Picture of Erek Göktürk Erek Göktürk

Crash Course in Shared Libraries and Preloading

This page gives a crash course in compiling some object files into shared libraries, and preloading shared libraries to play with modified versions of some library functionality without having to recompile the program using shared libraries.

This page by itself give nowhere near complete information, therefore it is assumed to be read along with the material pointed to in the following section.

Have fun...

Some resources

Must reads (along with this document ;) ):

  • David A Wheeler's program library howto
  • gcc, ld, ld-so, and ld-linux.so info documents (for example info gcc, and manuals (for example man ld.so)).

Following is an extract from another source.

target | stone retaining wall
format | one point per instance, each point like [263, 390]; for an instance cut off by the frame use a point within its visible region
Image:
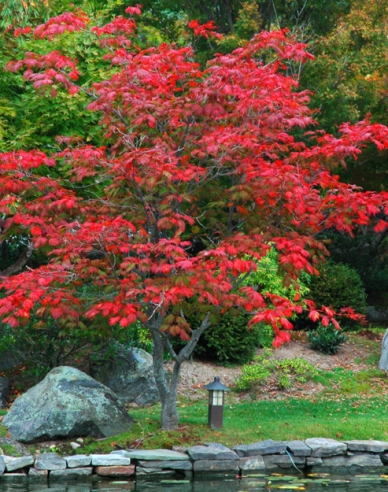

The following are optional:

  • If you are new to how linking and loading works, this article from the Linux Journal titled "Linkers and Loaders" by Sandeep Grover might provide the basic understanding.
  • I didn't have the time to check it, but if you need further information on linking and loading, it might worth looking at the book "Linkers and Loaders" by John Levine. He has the manuscript online.
  • I have also been tipped by a friend (Zeljko Vrba) about a paper presented at UKUUG 2002 by Ulrich Drepper titled "How to write shared libraries" (pdf). I haven't had time to have a look, but I've been told that it's pretty extensive. Slides (pdf), and a script mentioned in the slides is also available on his site.

Building a shared library

Let's make a small library that does nothing, well almost nothing, like the traditional "hello world" stuff. Here is the first object:

/* print1.c */

#include <stdio.h>

void print1(void) {
        printf("1\n");
}

Let's make one more of these useless functions (more play, less work, all the fun!):

/* print2.c */

#include <stdio.h>

void print2(void) {
        printf("2\n");
}

Now we compile it. These two lines create position-independent code object files (print1.o, and print2.o) from our tiny source files:

gcc -Wall -g -c -fpic print1.c
gcc -Wall -g -c -fpic print2.c

And now we do our magic trick and create our shared library:

gcc -shared -Wlsoname=libprint.so.1 -g \
    -o libprint.so.1.0.1 print1.o print2.o

Lastly, we create the file with the loader name for the library:

ln -sf libprint.so.1.0.1 libprint.so

We need to write a header file for our library (so that other people can call the ultimately useful functions that we provided):

/* print.h */
#ifndef PRINT_H
#define PRINT_H
void print1(void);
void print2(void);
#endif

And here goes our test program:

/* print.c */
#include "print.h"

int main() {
	print1();
	print2();
	return 0;
}

Next, we compile our new program:

gcc -Wall -g -L. -lprint -o print print.c

To run the program, we need to tell the loader where to find our library. The following line works in bash. For other shells, you might need to write a script or run the loader directly (see the manual page for ld.so).

LD_LIBRARY_PATH=. ./print

Overriding functions by preloading

The following is not the single way of overriding functions, nor it would always work. But it gives an idea on what this is all about.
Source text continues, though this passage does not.